Networks have emerged as a natural data structure to represent relations among entities. Proteins interact to carry out cellular functions and protein-Protein interaction network analysis has been employed for understanding the cellular machinery. Advances in genomics technologies enabled the collection of large data that annotate proteins in interaction networks. Integrative analysis of interaction networks with gene expression and annotations enables the discovery of context-specific complexes and improves the identification of functional modules and pathways. Extracting subnetworks whose vertices are connected and have high attribute similarity have applications in diverse domains. We present an enumeration approach for mining sets of connected and cohesive subgraphs, where vertices in the subgraphs have similar attribute profile. Due to the large number of cohesive connected subgraphs and to overcome the overlap among these subgraphs, we propose an algorithm for enumerating a set of representative subgraphs, the set of all closed subgraphs. We propose pruning strategies for efficiently enumerating the search tree without missing any pattern or reporting duplicate subgraphs. On a real protein-protein interaction network with attributes representing the dysregulation profile of genes in multiple cancers, we mine closed cohesive connected subnetworks and show their biological significance. Moreover, we conduct a runtime comparison with existing algorithms to show the efficiency of our proposed algorithm.

查看原文本刊更多论文

从顶点属性图中挖掘有上下文意义的子图。

网络已成为表示实体间关系的一种自然数据结构。蛋白质相互作用实现细胞功能，蛋白质-蛋白质相互作用网络分析已被用于了解细胞机制。基因组学技术的进步使得人们能够收集大量数据，将蛋白质注释到相互作用网络中。将相互作用网络与基因表达和注释进行整合分析，可以发现特定的复合体，并改进功能模块和通路的识别。提取顶点相连且属性相似度高的子网络可应用于不同领域。我们提出了一种枚举法，用于挖掘连接且内聚的子图集，其中子图中的顶点具有相似的属性特征。由于内聚连接子图的数量庞大，为了克服这些子图之间的重叠，我们提出了一种枚举代表性子图集合（即所有封闭子图的集合）的算法。我们提出了剪枝策略，以高效地枚举搜索树，而不会遗漏任何模式或报告重复的子图。在一个真实的蛋白质-蛋白质相互作用网络上，我们挖掘出了封闭内聚连接子网，并展示了它们的生物学意义。此外，我们还与现有算法进行了运行时间比较，以显示我们提出的算法的效率。

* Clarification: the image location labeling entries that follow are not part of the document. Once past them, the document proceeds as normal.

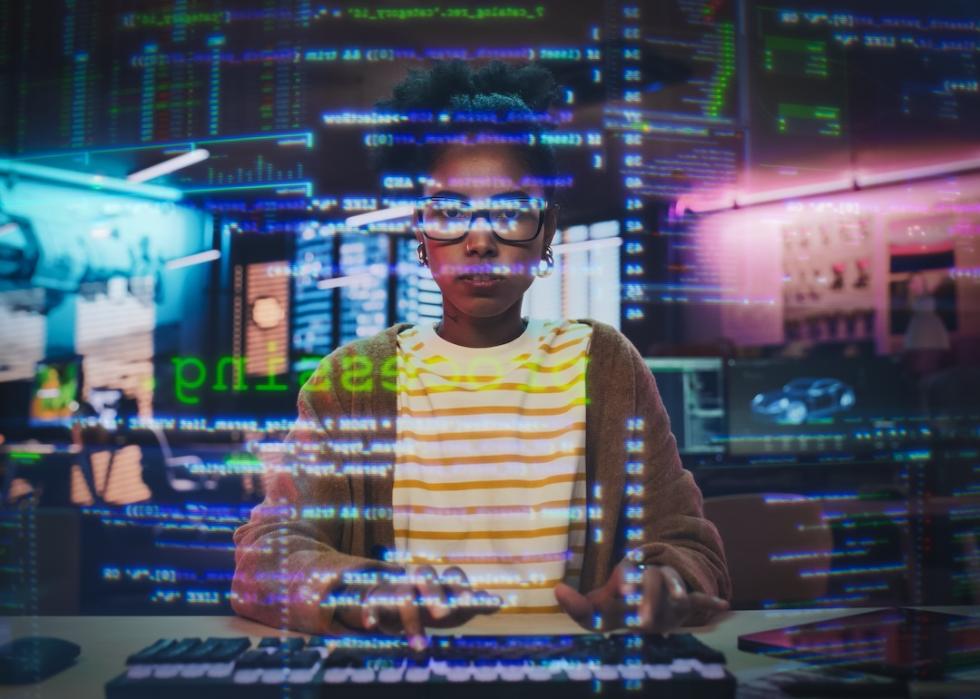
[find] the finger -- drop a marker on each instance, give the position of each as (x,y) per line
(678,602)
(369,610)
(409,613)
(454,575)
(704,608)
(576,605)
(628,578)
(666,604)
(434,607)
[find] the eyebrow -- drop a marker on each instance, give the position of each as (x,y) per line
(503,195)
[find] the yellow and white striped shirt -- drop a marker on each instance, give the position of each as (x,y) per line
(490,459)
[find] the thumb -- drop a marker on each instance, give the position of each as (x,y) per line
(575,604)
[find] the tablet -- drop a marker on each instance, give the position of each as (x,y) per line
(905,643)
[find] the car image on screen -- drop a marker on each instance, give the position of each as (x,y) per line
(803,399)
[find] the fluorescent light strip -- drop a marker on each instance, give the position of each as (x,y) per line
(845,185)
(918,173)
(389,214)
(809,190)
(565,248)
(352,280)
(195,259)
(183,160)
(89,181)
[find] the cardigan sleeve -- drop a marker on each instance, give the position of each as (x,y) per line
(675,531)
(290,555)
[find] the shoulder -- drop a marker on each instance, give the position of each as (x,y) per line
(364,357)
(607,339)
(379,345)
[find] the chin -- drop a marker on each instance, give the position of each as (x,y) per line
(483,307)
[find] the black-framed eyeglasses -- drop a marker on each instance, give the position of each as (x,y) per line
(513,219)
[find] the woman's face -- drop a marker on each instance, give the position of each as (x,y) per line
(505,268)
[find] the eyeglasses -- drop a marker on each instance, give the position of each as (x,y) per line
(512,219)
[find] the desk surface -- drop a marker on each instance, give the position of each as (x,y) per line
(106,641)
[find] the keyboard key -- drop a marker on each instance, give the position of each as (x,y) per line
(362,675)
(276,676)
(147,654)
(192,671)
(249,676)
(658,672)
(336,675)
(605,672)
(139,672)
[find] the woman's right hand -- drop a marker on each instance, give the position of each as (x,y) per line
(408,604)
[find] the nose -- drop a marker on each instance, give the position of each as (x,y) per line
(479,239)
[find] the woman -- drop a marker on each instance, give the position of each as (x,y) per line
(533,467)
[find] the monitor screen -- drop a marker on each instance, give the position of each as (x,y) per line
(910,643)
(105,403)
(812,405)
(55,393)
(691,389)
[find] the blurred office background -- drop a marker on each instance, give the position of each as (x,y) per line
(779,204)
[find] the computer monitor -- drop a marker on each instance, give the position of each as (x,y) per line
(105,402)
(55,394)
(794,406)
(692,391)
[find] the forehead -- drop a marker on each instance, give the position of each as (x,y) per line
(481,171)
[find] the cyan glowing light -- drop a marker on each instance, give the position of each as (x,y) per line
(179,162)
(88,181)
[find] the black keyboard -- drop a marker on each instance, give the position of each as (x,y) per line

本文章由计算机程序翻译，如有差异，请以英文原文为准。

求助全文

约1分钟内获得全文求助全文

来源期刊

BMC Bioinformatics 生物-生化研究方法

CiteScore

5.70

自引率

3.30%

发文量

506

审稿时长

4.3 months

期刊介绍： BMC Bioinformatics is an open access, peer-reviewed journal that considers articles on all aspects of the development, testing and novel application of computational and statistical methods for the modeling and analysis of all kinds of biological data, as well as other areas of computational biology. BMC Bioinformatics is part of the BMC series which publishes subject-specific journals focused on the needs of individual research communities across all areas of biology and medicine. We offer an efficient, fair and friendly peer review service, and are committed to publishing all sound science, provided that there is some advance in knowledge presented by the work.